“Although Mr. Giuliani did mention the name ‘Burisma’ in August 2019, I understood that Burisma was one of many examples of Ukrainian companies run by oligarchs and lacking the type of corporate governance structures found in Western companies,” Mr. Sondland said. “I did not know until more recent press reports that Hunter Biden was on the board of Burisma.”
Hunter Biden’s involvement with Burisma had been widely reported beginning in the spring.
Still, Mr. Sondland’s prepared testimony leaves unaddressed obvious questions that investigators are sure to press him to answer. It offers no real explanation of why Mr. Giuliani was involved in Ukraine policy in the first place or if Mr. Sondland took any steps to find out why.

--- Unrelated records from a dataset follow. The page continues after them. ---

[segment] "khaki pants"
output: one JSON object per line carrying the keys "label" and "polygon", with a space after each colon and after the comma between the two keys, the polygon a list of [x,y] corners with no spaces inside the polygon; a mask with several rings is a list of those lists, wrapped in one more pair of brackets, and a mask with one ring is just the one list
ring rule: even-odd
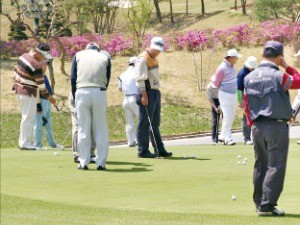
{"label": "khaki pants", "polygon": [[136,142],[135,119],[139,118],[139,106],[136,104],[136,97],[125,96],[123,100],[123,108],[126,115],[126,136],[128,145],[132,145]]}

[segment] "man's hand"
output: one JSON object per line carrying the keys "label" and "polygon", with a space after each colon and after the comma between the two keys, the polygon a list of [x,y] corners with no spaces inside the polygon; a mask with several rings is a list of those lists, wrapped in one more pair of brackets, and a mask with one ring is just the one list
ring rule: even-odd
{"label": "man's hand", "polygon": [[143,91],[142,92],[142,99],[141,102],[144,106],[148,105],[148,96],[147,96],[147,92]]}
{"label": "man's hand", "polygon": [[49,100],[49,102],[51,102],[51,104],[56,105],[56,101],[55,101],[55,99],[52,96],[50,96],[48,98],[48,100]]}
{"label": "man's hand", "polygon": [[288,67],[288,64],[286,63],[286,61],[283,57],[281,57],[279,66],[283,67],[284,69],[286,69]]}

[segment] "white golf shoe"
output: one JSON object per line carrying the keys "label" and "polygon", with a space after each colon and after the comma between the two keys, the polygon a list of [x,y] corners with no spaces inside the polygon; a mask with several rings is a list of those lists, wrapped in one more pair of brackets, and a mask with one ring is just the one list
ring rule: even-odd
{"label": "white golf shoe", "polygon": [[300,140],[299,140],[299,141],[297,141],[297,144],[298,144],[298,145],[300,145]]}
{"label": "white golf shoe", "polygon": [[247,140],[245,141],[245,145],[253,145],[253,141]]}

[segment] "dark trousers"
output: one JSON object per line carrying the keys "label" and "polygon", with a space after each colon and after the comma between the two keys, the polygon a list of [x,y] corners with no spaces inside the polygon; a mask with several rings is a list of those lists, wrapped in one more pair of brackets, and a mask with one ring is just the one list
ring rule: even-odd
{"label": "dark trousers", "polygon": [[[219,105],[220,105],[219,99],[214,98],[213,101],[215,102],[215,105],[217,107],[219,107]],[[217,128],[217,120],[218,119],[220,121],[220,114],[216,112],[214,107],[211,107],[211,137],[212,137],[213,141],[216,139],[217,132],[219,129],[219,127]]]}
{"label": "dark trousers", "polygon": [[251,127],[247,125],[247,117],[244,114],[242,119],[244,141],[251,141]]}
{"label": "dark trousers", "polygon": [[255,167],[254,194],[256,207],[270,211],[277,205],[283,190],[289,147],[289,127],[286,123],[255,121],[252,127]]}
{"label": "dark trousers", "polygon": [[[160,134],[160,111],[161,111],[161,94],[158,90],[147,90],[148,94],[148,111],[150,114],[150,119],[152,121],[153,132],[155,140],[157,143],[157,148],[159,152],[165,151],[164,144],[162,142]],[[150,132],[150,125],[147,118],[147,113],[145,106],[139,103],[139,123],[137,127],[137,141],[138,141],[138,150],[140,154],[143,154],[149,151],[149,136],[151,136],[153,143],[153,136]]]}

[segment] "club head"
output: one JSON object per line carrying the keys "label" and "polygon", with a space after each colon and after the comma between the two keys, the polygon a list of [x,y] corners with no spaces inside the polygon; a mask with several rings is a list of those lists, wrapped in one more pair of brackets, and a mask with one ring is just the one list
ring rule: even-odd
{"label": "club head", "polygon": [[42,117],[43,120],[43,126],[45,126],[48,123],[48,120],[45,117]]}

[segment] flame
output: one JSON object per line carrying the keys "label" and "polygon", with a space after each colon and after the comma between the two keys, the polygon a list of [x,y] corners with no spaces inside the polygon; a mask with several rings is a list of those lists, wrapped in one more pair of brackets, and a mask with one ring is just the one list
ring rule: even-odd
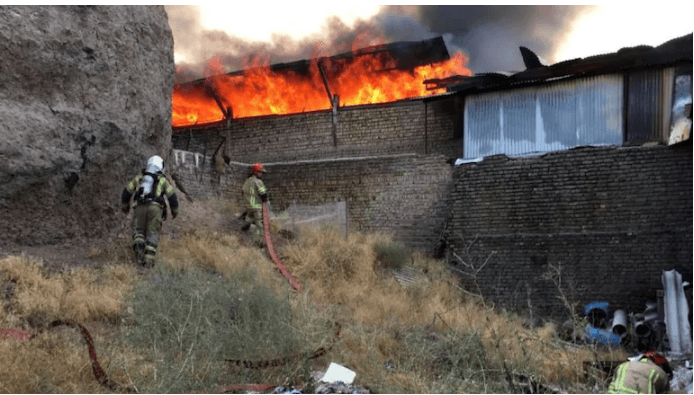
{"label": "flame", "polygon": [[445,89],[427,90],[424,81],[454,75],[471,75],[465,68],[467,58],[456,53],[452,58],[414,70],[385,68],[374,56],[361,56],[334,76],[330,88],[340,97],[341,106],[385,103],[413,97],[444,93]]}
{"label": "flame", "polygon": [[[427,90],[425,80],[472,74],[465,67],[467,57],[462,53],[412,70],[396,68],[395,60],[387,52],[355,54],[347,59],[314,58],[305,72],[291,68],[273,70],[268,62],[258,65],[256,59],[254,67],[242,74],[217,74],[207,80],[219,104],[202,85],[174,89],[173,126],[220,121],[224,114],[219,105],[231,107],[234,118],[244,118],[327,110],[331,108],[331,94],[339,96],[340,106],[434,95],[445,89]],[[319,62],[325,71],[327,89]],[[217,70],[223,68],[218,58],[213,58],[209,65]]]}
{"label": "flame", "polygon": [[326,110],[330,100],[316,61],[308,75],[293,70],[273,71],[270,66],[247,70],[243,75],[215,78],[215,92],[234,118],[269,114],[293,114]]}
{"label": "flame", "polygon": [[176,85],[173,91],[173,126],[220,121],[224,114],[203,86]]}

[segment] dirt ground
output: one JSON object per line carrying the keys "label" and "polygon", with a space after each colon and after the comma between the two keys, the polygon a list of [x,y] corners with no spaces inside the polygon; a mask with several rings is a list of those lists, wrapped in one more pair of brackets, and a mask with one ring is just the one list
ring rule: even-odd
{"label": "dirt ground", "polygon": [[[223,219],[218,218],[209,221],[206,225],[208,229],[235,234],[239,238],[241,245],[253,245],[250,232],[241,231],[243,221],[234,216]],[[191,224],[188,218],[169,218],[163,224],[162,235],[175,240],[182,234],[189,232],[190,229]],[[25,255],[38,258],[46,265],[49,273],[60,273],[75,267],[97,268],[109,262],[101,258],[101,254],[94,251],[108,249],[113,247],[114,244],[118,244],[124,249],[128,249],[127,253],[129,254],[130,232],[130,218],[127,218],[123,221],[117,235],[113,238],[73,238],[62,243],[40,246],[0,245],[0,259],[10,255]],[[282,248],[290,242],[294,235],[286,231],[278,232],[278,229],[273,229],[273,232],[271,236],[273,245],[275,250],[281,254]]]}
{"label": "dirt ground", "polygon": [[44,264],[50,267],[52,272],[61,272],[66,268],[86,266],[99,267],[106,262],[89,257],[89,249],[98,243],[107,241],[80,240],[62,244],[43,245],[43,246],[21,246],[11,245],[0,247],[0,259],[9,255],[26,255],[39,258]]}

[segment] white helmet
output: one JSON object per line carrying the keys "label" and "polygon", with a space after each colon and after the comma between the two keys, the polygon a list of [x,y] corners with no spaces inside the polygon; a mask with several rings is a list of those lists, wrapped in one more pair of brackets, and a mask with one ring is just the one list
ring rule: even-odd
{"label": "white helmet", "polygon": [[164,159],[158,155],[154,155],[147,159],[147,168],[145,171],[152,174],[157,174],[164,171]]}

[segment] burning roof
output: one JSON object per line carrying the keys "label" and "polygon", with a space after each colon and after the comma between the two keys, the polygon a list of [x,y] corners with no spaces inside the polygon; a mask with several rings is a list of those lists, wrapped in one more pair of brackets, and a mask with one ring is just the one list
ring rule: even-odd
{"label": "burning roof", "polygon": [[293,114],[444,93],[425,80],[470,75],[441,37],[358,49],[331,57],[254,67],[174,86],[173,126]]}
{"label": "burning roof", "polygon": [[[521,49],[526,70],[517,73],[484,73],[472,77],[454,77],[425,81],[434,88],[449,92],[474,92],[528,85],[545,81],[600,75],[637,68],[692,62],[692,34],[672,39],[657,47],[641,45],[622,48],[617,52],[556,63],[551,66],[532,60],[532,52]],[[529,60],[531,59],[531,60]]]}

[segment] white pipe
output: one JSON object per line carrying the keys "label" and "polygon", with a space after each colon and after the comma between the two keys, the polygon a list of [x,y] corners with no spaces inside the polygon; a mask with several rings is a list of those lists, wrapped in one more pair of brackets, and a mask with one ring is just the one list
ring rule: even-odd
{"label": "white pipe", "polygon": [[692,351],[689,327],[689,306],[684,296],[682,275],[677,271],[663,271],[662,276],[665,304],[665,325],[670,350],[677,354]]}
{"label": "white pipe", "polygon": [[643,315],[643,320],[646,322],[655,321],[656,319],[658,319],[657,311],[649,311]]}
{"label": "white pipe", "polygon": [[612,318],[612,333],[617,336],[624,336],[627,333],[627,312],[615,310]]}

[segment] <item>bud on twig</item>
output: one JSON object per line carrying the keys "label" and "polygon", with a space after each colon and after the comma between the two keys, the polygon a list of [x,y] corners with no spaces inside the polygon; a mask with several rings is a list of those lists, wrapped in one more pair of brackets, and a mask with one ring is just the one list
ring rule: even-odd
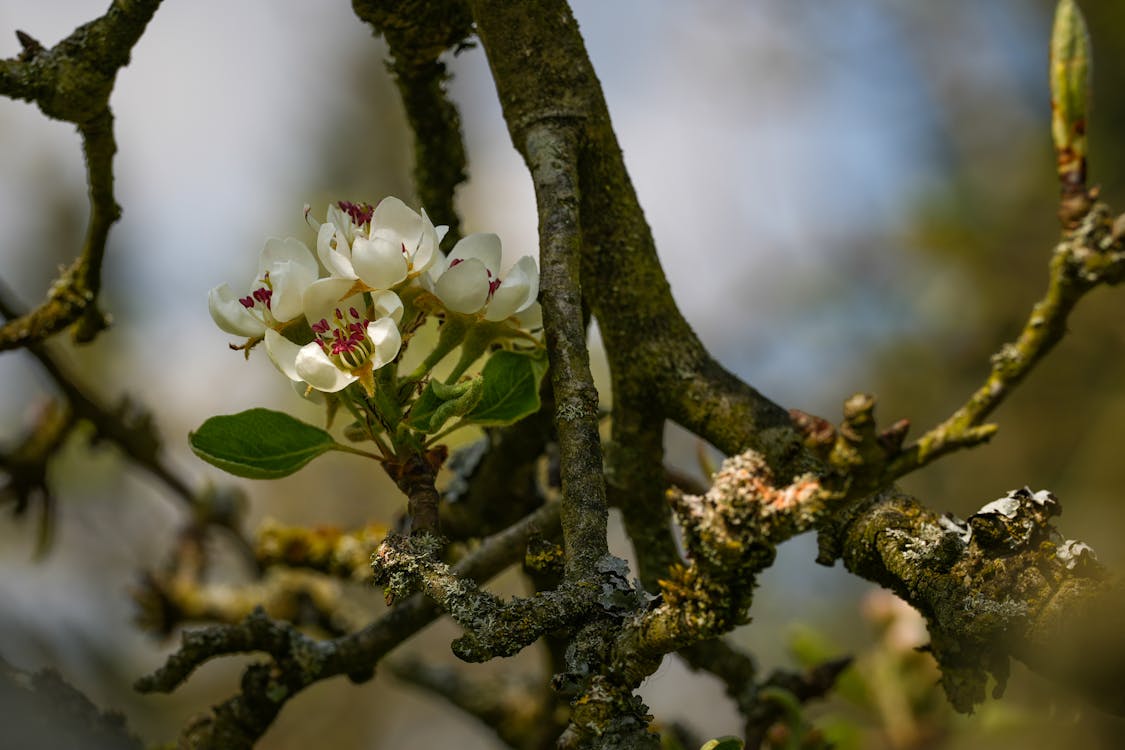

Nor do the prepared remarks explain whether Mr. Sondland questioned why Mr. Giuliani and Mr. Trump repeatedly singled out two topics for investigation that would have benefited the president politically.
“I did not understand, until much later, that Mr. Giuliani’s agenda might have also included an effort to prompt the Ukrainians to investigate Vice President Biden or his son or to involve Ukrainians, directly or indirectly, in the president’s 2020 re-election campaign,” he told investigators.
Mr. Sondland sought to distance himself from other aspects of the unfolding scandal, as well. He said that Marie L. Yovanovitch, whom Mr. Trump abruptly removed as ambassador to Ukraine in May amid a smear campaign against her by the president’s allies, was an “an excellent diplomat” whose departure he “regretted.”
“I was never a part of any campaign to disparage or dislodge her,” he said.
Likewise, Mr. Sondland said that it was only because he deeply respected William B. Taylor Jr., a career diplomat who replaced Ms. Yovanovitch in Ukraine, that he tried to assuage his concerns that nothing untoward was being done with respect to the frozen security aid.